J’ai changé d’avis sur les hormones

Dire que je ne vais jamais prendre d’hormones est exagéré.

J’ai juste peur d’être malade et j’ai été doublement refroidi par un médecin naze.

Du coup je ne veux pas prendre d’hormone avec lui comme hormonologue car il n’est pas fiable et ne saura pas prévenir les problèmes au mieux.

Mais si je tombe sur un médecin fiable, qui répond aux questions, me donne des infos au gout du jour, quantifie clairement les risques et propose des moyens de les minimiser, alors je veux bien tester un traitement.

Je veux bien tester car je sais que cette envie d’être femme n’est pas un fantasme, que j’ai un problème avec le genre sexué qu’on m’a filé, que ce problème est plus complexe que chez les autres trans mais qu’il est réel et tout aussi digne d’être pris en charge par des hormones.

Je pense aussi que rien ne peut faire partir la détresse psychique fluctuante que provoque ce problème   : ni un anxiolitique, ni un A.D., ni un neuroleptique, ni l’alcool, ni la nicotine, ni la caféine, ni le sexe compulsif, ni l’amour, ni la vie de couple, ni la thérapie…ni la pensée magique du smog (un ami schizophrène) et du harki (un copain parano et hypocondriaque) qui s’exprime via des régimes plus ou moins farfelus.
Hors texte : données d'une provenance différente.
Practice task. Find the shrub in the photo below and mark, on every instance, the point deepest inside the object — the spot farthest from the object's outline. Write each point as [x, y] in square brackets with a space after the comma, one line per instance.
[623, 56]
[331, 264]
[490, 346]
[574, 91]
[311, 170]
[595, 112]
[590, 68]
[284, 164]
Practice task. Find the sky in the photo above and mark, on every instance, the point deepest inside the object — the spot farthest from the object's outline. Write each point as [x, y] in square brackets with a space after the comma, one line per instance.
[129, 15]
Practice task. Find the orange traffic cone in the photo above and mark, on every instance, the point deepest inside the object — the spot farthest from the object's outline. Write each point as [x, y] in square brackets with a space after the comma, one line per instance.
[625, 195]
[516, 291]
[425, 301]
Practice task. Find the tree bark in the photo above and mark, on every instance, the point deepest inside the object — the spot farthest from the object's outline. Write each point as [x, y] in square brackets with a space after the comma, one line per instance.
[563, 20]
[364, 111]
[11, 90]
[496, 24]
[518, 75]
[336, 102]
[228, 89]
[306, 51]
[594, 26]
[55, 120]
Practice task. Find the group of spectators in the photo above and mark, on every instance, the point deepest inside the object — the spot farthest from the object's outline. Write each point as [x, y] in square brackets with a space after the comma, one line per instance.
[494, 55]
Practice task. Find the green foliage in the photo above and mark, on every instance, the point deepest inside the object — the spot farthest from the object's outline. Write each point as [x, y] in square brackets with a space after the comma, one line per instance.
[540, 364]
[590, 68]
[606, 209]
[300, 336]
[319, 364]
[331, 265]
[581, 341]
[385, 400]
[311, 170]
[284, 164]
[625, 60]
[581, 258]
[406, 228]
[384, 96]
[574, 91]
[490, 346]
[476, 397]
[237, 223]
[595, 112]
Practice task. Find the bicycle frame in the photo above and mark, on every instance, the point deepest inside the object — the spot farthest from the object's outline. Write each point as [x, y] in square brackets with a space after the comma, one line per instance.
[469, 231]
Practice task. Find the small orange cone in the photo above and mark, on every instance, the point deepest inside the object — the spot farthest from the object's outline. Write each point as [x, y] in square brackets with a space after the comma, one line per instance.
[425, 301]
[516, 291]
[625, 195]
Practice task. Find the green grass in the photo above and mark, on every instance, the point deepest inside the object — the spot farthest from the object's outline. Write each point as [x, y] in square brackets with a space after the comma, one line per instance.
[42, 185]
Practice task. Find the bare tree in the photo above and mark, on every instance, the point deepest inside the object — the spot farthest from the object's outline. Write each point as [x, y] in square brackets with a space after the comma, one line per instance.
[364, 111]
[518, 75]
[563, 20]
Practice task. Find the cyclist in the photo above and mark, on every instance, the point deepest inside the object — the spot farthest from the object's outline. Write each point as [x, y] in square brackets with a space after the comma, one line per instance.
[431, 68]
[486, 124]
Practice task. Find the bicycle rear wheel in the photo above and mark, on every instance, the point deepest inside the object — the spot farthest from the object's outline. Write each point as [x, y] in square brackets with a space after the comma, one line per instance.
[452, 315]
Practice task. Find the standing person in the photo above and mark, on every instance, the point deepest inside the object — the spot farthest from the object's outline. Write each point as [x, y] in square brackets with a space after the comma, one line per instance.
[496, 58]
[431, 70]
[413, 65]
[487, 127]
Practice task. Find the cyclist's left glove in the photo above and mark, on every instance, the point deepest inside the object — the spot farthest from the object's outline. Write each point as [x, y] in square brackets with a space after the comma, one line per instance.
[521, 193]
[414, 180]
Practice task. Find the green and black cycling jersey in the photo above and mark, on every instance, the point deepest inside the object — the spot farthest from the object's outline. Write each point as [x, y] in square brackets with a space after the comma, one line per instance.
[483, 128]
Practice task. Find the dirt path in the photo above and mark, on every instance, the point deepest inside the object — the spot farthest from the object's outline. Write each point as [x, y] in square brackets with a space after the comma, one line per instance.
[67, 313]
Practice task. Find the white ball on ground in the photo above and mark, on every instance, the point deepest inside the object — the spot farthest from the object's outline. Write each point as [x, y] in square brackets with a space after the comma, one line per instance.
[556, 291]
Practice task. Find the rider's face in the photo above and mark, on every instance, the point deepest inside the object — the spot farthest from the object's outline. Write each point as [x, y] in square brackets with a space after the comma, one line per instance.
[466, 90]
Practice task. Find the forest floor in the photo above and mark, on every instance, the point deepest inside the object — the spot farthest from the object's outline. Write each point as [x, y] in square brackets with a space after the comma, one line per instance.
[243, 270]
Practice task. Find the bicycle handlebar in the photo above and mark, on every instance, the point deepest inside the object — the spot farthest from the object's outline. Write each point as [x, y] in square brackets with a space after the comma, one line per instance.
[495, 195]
J’ai moins de pensées suicidaires depuis que je mange mieux mais aucune perte d’envie d’être une femme.

La transition ou la mort semblent les seuls moyens pour supprimer le problème.

En attendant, j’ai adopté des techniques palliatives de diversion : achats compulsifs, internet, thérapie, meufs…, et j’ai supprimé au max tout stress additionnel  : je  ne travaille pas, je sors peu, je ne baise plus…

Ces 2 techniques permettent de tenir, de rester en stand by, stand by par indécision mais aussi beaucoup par peur des conséquences négatives que peut avoir une transition.

Voilà mon analyse après un régime sain pendant 5 mois, en gros 18kg en moins et à la clé une IMC normale et une glycémie à jeun normale.